How a construction mortgage works:

A construction mortgage is a loan borrowed to finance the building of a home. This typically does not include the purchase of the raw land. Many financial institutions will release funds to you incrementally which helps to keep you on budget and reduces your payments. As the property is being built only interest payments are normally required on the construction mortgage. Once the construction has been completed the mortgage is rolled into a traditional mortgage with set monthly payments that include interest and principal.

Below is the typical process you will go through when applying for a construction mortgage.

  1. You decide between a mortgage broker, bank, or private lender.
  2. You will essentially have two mortgages. One during the build (a construction mortgage) that will transition into a regular mortgage upon completion.
  3. You need more detailed information on hand to apply for a construction mortgage, including:
    • A building contract that outlines the approximate costs
    • Construction plans or a blueprint of the home
    • Quotes for labour and materials purchased
    • Site preparations such as municipal services needed for the lot or for the land
    • Evidence of property ownership: deeds, land titles, or a copy of the purchase and sale agreement
    • Confirmation of income/employment
    • A credit check
  4. You apply for a construction mortgage loan.
  5. You purchase the land first.
  6. You submit a downpayment on the value of the land and the estimated costs of the project from your builder. Note: This can vary depending on if you already own the land or require financing for it as well.
  7. Your construction mortgage funds will not be available all at once. They will be released in stages called “drafts” when your home completes pre-determined benchmarks in its construction.
  8. Each benchmarks completion will be confirmed by an appraiser before you receive the next round of funds.
  9. When building a log home, the log home builder you choose will typically ask for 90 to 100% of the log shell be paid for before it leaves the manufacturing yard.  This payment will usually be due before you get your second construction mortgage draw.  Often banks aren’t aware of this, so make sure that your log home contract includes detailed payment schedules and anticipated payment dates.
  10. After your home is built, your construction mortgage is complete. You now transition into a typical home mortgage and consider new rates and timelines.
  11. You submit mortgage payments based on the appraised value of your completed home, your rate, and schedule.

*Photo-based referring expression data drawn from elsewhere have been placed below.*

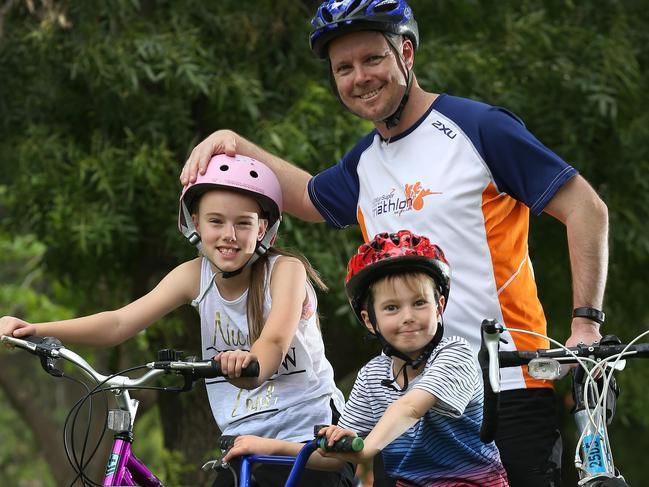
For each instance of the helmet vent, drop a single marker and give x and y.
(386, 6)
(353, 6)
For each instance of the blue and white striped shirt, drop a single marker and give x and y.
(443, 448)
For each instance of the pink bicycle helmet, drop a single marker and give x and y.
(238, 173)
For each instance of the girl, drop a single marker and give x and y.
(255, 302)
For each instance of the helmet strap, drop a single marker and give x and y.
(393, 120)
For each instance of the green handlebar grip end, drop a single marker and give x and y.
(357, 444)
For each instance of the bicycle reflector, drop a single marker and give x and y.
(546, 369)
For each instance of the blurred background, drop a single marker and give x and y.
(101, 103)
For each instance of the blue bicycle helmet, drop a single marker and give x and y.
(336, 18)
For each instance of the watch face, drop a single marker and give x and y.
(589, 313)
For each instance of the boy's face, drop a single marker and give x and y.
(406, 312)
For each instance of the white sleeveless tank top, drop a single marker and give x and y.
(295, 398)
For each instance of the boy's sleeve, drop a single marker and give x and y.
(358, 415)
(450, 377)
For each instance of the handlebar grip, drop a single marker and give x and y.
(488, 359)
(214, 370)
(226, 442)
(344, 445)
(515, 359)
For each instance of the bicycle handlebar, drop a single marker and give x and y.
(491, 359)
(49, 349)
(347, 444)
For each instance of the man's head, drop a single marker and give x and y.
(337, 18)
(370, 45)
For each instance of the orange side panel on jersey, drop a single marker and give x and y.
(506, 224)
(361, 223)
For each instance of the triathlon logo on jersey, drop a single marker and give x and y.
(413, 199)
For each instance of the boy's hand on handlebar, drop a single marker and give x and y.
(16, 327)
(233, 361)
(248, 445)
(219, 142)
(335, 433)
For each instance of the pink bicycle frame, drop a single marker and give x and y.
(124, 468)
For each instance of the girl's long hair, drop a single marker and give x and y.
(259, 270)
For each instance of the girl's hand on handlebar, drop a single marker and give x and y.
(248, 445)
(16, 327)
(233, 361)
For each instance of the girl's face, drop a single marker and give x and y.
(230, 227)
(407, 314)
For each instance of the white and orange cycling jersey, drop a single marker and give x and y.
(466, 175)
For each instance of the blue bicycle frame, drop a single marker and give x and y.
(298, 462)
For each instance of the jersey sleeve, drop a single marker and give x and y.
(358, 415)
(334, 191)
(520, 164)
(450, 376)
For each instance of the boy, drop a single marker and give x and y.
(421, 399)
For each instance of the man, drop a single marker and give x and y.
(466, 175)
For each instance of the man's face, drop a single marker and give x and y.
(367, 74)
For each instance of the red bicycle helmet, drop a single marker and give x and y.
(391, 253)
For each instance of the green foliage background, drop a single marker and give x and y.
(101, 102)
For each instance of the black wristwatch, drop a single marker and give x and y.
(590, 313)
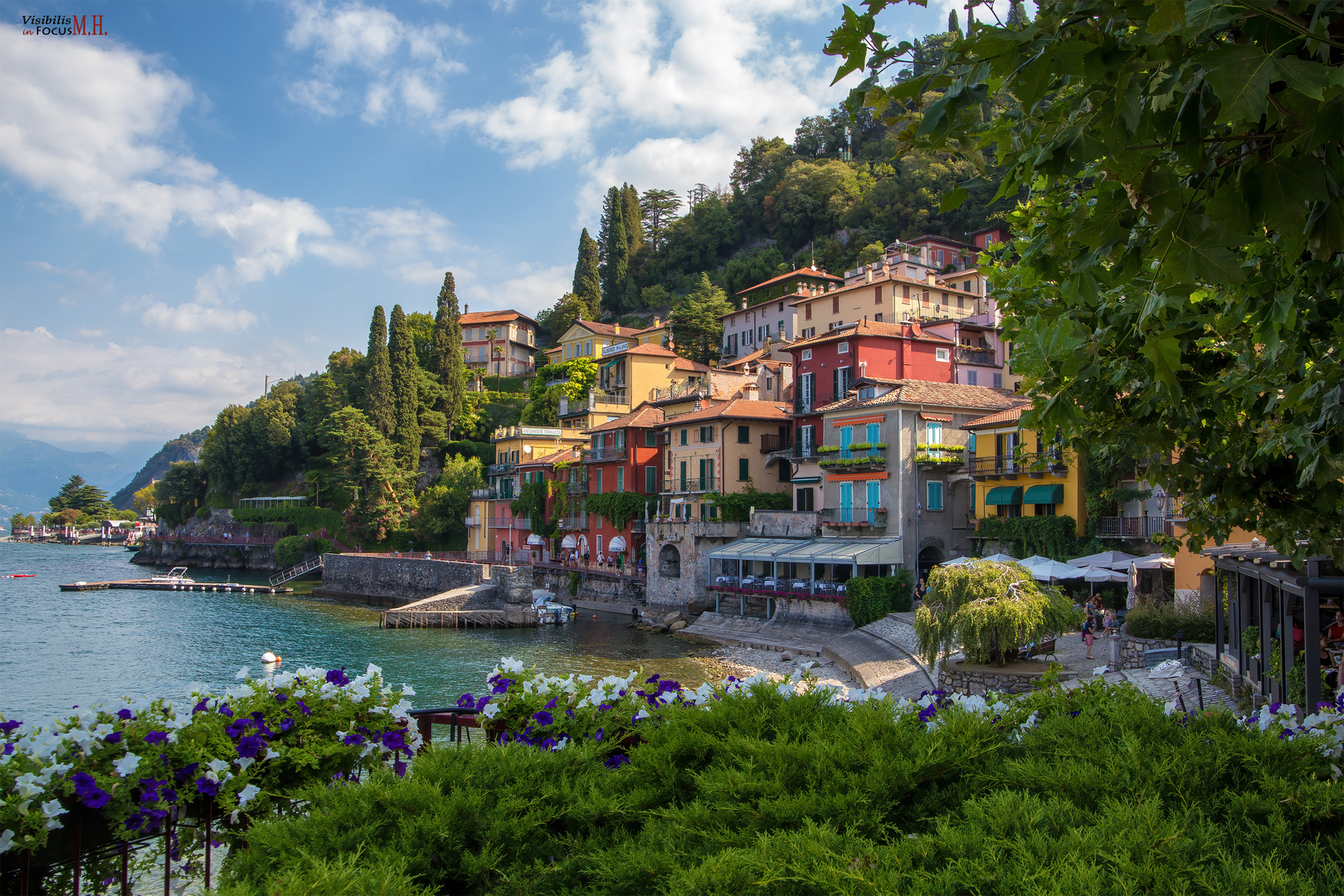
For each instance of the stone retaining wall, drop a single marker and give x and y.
(397, 579)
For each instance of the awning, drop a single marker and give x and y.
(1045, 494)
(1004, 494)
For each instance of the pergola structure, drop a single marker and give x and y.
(1273, 594)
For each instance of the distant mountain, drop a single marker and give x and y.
(184, 448)
(32, 472)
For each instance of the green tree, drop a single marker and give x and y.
(449, 362)
(587, 280)
(696, 325)
(657, 210)
(1177, 296)
(378, 394)
(81, 496)
(405, 371)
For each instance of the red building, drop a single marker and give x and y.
(624, 455)
(827, 366)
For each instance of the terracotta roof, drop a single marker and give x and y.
(801, 271)
(873, 328)
(738, 409)
(494, 317)
(1011, 416)
(644, 416)
(937, 395)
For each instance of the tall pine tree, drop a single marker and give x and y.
(587, 278)
(449, 363)
(615, 247)
(378, 388)
(401, 349)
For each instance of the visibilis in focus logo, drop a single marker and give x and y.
(65, 26)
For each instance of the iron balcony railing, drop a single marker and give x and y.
(1135, 527)
(605, 453)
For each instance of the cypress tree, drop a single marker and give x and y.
(401, 349)
(616, 251)
(587, 280)
(449, 363)
(378, 391)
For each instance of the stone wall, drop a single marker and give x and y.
(396, 581)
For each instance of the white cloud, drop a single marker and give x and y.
(63, 390)
(88, 123)
(689, 82)
(396, 65)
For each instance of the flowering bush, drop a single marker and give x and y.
(134, 761)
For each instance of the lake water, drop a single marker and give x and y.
(67, 648)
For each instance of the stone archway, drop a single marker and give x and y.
(670, 562)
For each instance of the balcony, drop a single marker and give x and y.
(606, 453)
(983, 356)
(1133, 527)
(854, 518)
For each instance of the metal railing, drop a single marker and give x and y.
(1133, 527)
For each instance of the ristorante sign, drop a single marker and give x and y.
(86, 26)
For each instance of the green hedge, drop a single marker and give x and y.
(767, 794)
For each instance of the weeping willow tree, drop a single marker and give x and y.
(988, 610)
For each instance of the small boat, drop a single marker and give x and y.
(178, 575)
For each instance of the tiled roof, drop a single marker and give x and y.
(801, 271)
(494, 317)
(1011, 416)
(937, 395)
(644, 416)
(738, 409)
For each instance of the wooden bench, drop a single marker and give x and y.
(1043, 649)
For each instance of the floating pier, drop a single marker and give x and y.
(520, 618)
(149, 585)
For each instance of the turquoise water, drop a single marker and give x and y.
(67, 648)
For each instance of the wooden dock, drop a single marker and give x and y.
(149, 585)
(520, 618)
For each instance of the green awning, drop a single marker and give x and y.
(1004, 494)
(1045, 494)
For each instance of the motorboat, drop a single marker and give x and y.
(178, 575)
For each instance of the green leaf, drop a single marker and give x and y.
(1239, 74)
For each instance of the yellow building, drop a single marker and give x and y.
(1019, 473)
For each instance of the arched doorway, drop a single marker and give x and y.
(670, 562)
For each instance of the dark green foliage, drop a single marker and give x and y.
(378, 388)
(777, 796)
(737, 507)
(1023, 536)
(449, 363)
(587, 280)
(401, 355)
(1166, 620)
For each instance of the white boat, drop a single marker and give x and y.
(178, 575)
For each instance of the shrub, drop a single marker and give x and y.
(1166, 620)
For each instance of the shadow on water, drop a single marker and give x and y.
(73, 648)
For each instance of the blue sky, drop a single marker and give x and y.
(216, 192)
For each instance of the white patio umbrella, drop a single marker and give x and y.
(1109, 559)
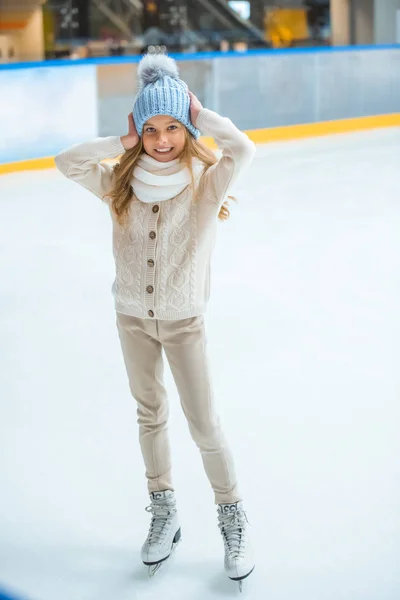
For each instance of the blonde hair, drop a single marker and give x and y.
(122, 194)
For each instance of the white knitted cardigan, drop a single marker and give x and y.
(162, 255)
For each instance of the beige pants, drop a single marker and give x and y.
(184, 343)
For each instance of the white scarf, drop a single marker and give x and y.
(154, 181)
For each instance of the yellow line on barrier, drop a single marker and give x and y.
(259, 136)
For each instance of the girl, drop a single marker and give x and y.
(165, 196)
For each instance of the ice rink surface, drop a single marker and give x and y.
(304, 339)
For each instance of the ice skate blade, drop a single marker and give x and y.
(240, 580)
(153, 568)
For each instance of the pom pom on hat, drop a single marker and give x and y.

Things to be prepared for with a construction mortgage:

  • Since the timeline is shorter for construction than for a traditional mortgage, the rates and down payment required are usually higher than with regular mortgages. Typically, one to two years is given to complete a construction mortgage versus 20-25 years for a normal mortgage.
  • You need to include funds in your budget for unexpected costs as well as additional professional services, such as lawyers and architects. It’s important to have a lot of buffer room because unexpected costs might stop you from reaching the next “draft” release and halt construction.
  • Depending on where you live, you may consider construction loans as well as mortgages.
  • It can be much more difficult to receive a construction mortgage as there is greater uncertainty in the lender’s investment. The home doesn’t even exist yet. This is why having enough of your own funds and a well-organized plan are key. A good builder goes a long way with their reputation at this point.

Rules and regulations may differ depending on your location. Please ensure you consult your local financial institution or lending provider for the particular regulations in your area.